Josiah Ober
Political Dissent in Democratic Athens
When he entered the courtroom, the typical Athenian juror already knew the elaborate unwritten rules of the game and expected the litigants to play by them. There were accepted rhetorical conventions to be observed; many jurors must have settled comfortably into their seats when Socrates opened his defense with the well-known gambit of claiming to be a quiet private citizen, unfamiliar with the courts, innocent of rhetorical skill or training, who found himself confronted with highly skilled and experienced opponents (17a-d). This particular topos, and others like it, served to establish the speaker's adherence to a generally accepted and specifically democratic code of belief and behavior. Along with explicit claims to having performed services for the polls appropriate to one's social station, rhetorical topoi were intended to integrate the interests of speaker and audience. The establishment of the speaker's credentials as a useful citizen who adhered to standard democratic norms of belief and behavior would be interwoven with the substantive case establishing a defendant's technical innocence. What the Athenian jury expected, then, was for Socrates to try to show through rhetoric that the specific charges were without factual basis, and furthermore that they were incredible given his standing as a loyal citizen of the democratic polity. He should, moreover, explain how the baseless charges came to be lodged against him, in the process exposing his accusers as scoundrels who were corruptly willing, even viciously eager, to undermine democratic ideology and practice. Finally, he might try to show that his own behavior consistently conformed to a model of socially constructed and socially maintained citizen dignity, while his opponents threatened the security of each citizen by brazenly violating public standards.
The Apology presents a Socrates who is very well aware of these conventions and expectations (he had 'often' been present at trials of others, 35a)—and more than willing to confound them. Socrates' speech is a rhetorical masterpiece. But by its end he has not aligned himself with the mass of his fellow citizens nor with the democratic politeia. Indeed, he has proved quite conclusively that his own political convictions are drastically at odds with popular ideology, and that his irritating, idiosyncratic everyday practice of examining his fellow Athenians (and rinding them painfully wanting in wisdom) followed necessarily from those convictions. He has demonstrated that he is, by his own lights, a patriotic citizen who cares deeply about the good of his polis and who consistently acts in what he sees as its best interests—but also that given his definition of patriotism, he must be regarded as a uniquely patriotic Athenian. Moreover, given the corrupt condition of the polis, doing good means questioning the most fundamental of ideological beliefs in conversations held in public and private spaces of the city.
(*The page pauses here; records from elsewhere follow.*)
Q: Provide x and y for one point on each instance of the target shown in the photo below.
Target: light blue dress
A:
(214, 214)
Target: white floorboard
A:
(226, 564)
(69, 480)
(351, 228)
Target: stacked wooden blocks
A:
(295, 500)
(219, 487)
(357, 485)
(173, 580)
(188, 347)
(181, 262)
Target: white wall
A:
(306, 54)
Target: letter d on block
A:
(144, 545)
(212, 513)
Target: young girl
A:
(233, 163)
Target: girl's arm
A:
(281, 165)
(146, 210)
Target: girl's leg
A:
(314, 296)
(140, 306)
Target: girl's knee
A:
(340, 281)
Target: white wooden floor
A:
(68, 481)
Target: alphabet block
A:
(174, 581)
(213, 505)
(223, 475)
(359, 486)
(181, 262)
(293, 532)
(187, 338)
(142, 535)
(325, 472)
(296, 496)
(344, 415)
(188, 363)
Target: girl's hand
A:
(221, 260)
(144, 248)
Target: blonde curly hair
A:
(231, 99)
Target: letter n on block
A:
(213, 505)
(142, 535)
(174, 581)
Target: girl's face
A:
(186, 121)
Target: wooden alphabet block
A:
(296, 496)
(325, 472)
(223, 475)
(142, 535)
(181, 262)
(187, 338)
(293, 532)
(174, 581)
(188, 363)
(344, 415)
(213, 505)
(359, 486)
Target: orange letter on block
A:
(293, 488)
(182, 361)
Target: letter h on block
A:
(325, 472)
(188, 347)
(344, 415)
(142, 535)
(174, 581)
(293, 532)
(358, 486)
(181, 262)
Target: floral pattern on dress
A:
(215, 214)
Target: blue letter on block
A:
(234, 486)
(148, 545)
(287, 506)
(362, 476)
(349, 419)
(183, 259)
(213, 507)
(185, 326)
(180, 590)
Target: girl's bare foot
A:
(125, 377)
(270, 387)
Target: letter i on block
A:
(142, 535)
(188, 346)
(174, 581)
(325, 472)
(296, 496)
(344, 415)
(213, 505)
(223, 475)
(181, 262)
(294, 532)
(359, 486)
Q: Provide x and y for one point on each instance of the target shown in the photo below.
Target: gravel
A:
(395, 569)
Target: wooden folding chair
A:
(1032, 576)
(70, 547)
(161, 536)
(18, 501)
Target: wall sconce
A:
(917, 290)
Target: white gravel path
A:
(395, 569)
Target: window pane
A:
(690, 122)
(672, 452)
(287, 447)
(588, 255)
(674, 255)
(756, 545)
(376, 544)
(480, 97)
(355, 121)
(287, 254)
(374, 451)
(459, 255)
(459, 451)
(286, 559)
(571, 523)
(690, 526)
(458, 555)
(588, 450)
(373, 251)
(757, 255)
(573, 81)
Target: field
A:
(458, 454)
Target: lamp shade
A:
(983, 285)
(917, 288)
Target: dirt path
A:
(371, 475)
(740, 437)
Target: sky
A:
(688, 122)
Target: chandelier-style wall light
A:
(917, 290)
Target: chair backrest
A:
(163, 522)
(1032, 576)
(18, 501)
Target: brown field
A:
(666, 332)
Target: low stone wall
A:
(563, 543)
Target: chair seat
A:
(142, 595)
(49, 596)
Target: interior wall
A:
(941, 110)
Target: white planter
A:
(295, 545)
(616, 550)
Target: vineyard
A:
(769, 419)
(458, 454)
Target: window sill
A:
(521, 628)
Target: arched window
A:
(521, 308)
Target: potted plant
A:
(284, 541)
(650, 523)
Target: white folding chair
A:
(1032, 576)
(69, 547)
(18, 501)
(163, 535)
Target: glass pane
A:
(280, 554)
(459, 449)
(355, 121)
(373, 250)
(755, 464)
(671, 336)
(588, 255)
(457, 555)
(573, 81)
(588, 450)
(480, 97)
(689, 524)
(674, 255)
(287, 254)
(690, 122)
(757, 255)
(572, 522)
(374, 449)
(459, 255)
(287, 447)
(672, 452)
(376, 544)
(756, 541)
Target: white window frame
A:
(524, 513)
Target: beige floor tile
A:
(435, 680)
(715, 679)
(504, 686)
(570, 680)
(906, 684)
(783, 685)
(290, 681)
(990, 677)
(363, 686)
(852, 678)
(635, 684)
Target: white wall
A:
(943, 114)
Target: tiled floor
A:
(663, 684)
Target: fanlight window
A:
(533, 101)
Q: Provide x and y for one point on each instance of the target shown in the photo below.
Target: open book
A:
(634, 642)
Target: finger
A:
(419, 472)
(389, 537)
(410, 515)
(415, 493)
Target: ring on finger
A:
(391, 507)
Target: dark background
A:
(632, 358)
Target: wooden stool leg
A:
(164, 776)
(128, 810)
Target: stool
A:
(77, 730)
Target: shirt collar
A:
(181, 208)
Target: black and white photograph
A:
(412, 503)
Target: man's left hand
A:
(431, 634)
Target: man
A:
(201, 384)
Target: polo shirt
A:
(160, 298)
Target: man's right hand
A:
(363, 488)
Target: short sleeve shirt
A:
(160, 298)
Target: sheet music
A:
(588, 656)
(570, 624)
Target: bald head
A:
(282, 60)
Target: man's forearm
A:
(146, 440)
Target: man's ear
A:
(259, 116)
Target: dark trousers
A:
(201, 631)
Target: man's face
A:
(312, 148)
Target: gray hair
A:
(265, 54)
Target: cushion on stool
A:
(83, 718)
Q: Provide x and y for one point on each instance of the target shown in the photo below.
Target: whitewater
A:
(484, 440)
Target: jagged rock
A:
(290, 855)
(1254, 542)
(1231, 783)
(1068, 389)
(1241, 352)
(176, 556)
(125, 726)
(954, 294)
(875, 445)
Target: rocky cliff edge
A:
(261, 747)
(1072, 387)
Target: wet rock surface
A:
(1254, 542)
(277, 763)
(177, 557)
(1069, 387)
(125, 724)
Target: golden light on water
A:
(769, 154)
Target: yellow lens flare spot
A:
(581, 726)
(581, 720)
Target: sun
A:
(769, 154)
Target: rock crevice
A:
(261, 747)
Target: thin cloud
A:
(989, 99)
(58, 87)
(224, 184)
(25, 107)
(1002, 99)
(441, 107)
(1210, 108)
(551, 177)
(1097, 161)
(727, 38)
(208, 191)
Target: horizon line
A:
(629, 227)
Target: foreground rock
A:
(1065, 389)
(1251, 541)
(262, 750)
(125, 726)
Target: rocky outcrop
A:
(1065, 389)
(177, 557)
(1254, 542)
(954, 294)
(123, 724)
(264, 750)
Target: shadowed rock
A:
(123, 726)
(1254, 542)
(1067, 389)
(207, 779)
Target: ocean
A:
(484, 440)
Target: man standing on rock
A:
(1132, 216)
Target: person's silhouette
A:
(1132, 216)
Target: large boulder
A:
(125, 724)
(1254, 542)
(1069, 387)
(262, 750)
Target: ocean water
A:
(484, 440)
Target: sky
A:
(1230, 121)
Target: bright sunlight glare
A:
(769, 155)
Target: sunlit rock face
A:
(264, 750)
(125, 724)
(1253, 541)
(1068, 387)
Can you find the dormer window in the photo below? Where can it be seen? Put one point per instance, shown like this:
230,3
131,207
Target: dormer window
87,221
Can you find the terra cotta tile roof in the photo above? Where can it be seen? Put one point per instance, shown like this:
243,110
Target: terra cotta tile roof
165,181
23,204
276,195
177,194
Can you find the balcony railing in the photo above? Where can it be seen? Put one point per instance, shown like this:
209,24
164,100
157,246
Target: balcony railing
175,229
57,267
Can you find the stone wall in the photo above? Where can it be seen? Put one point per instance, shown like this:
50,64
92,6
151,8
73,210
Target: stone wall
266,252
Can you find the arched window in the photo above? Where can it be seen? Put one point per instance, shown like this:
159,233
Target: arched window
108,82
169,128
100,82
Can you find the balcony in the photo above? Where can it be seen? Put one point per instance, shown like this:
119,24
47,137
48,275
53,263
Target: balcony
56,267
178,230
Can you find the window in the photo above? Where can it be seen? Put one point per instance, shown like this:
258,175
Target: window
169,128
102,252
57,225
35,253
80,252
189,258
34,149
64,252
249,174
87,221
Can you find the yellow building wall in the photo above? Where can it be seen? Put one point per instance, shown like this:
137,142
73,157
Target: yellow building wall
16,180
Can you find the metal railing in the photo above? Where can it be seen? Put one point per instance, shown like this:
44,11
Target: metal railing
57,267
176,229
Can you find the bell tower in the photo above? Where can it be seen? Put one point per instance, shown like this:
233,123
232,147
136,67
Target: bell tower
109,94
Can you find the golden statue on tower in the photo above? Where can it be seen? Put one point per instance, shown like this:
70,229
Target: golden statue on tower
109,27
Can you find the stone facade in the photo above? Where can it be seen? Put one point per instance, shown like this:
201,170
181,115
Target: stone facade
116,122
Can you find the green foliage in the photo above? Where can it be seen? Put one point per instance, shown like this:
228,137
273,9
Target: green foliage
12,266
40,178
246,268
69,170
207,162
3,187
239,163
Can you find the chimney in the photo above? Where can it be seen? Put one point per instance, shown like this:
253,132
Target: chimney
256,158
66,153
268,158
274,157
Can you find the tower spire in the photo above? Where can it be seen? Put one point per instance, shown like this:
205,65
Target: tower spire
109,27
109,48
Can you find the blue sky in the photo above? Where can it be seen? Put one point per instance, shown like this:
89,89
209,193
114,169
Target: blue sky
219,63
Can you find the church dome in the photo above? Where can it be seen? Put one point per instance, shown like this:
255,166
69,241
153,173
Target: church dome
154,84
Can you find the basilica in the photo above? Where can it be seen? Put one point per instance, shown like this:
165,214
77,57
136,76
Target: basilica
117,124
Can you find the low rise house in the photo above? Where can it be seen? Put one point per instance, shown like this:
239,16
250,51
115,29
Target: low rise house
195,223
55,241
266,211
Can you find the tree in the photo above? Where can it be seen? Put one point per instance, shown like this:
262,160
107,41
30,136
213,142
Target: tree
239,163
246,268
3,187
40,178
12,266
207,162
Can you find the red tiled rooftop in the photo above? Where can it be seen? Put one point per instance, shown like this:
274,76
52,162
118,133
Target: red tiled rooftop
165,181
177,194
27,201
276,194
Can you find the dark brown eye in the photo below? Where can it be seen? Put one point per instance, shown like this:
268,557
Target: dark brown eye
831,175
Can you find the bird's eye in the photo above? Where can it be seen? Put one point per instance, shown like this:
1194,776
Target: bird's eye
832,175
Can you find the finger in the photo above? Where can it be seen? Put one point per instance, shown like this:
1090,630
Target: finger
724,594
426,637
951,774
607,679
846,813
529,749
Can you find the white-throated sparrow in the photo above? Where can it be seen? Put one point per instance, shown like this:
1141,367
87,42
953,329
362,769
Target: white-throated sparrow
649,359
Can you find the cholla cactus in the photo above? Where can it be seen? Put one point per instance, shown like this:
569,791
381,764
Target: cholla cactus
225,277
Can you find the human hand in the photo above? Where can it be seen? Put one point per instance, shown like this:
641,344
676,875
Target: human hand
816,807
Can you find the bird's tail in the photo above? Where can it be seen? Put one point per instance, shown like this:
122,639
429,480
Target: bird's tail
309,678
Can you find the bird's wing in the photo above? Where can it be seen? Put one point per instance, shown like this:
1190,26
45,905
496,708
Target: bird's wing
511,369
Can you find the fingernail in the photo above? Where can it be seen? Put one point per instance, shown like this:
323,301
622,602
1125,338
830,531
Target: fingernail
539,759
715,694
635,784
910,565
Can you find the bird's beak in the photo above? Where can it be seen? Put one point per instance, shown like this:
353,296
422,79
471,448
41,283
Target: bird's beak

By the end of the Apology, Socrates has shown that his primary accuser is an ignorant fool, but a fool appropriate to business as usual in the democratic state. He has established that he himself is a dignified private citizen rather than a pandering politician. But in the process, he has also revealed that an active political life that included advising the demos in the citizen Assembly is simply impossible for a just man, since a just politician would be intolerable to the democracy and quickly killed. Finally, he has shown that true dignity was not a social matter at all, but rather an affair of the individual soul.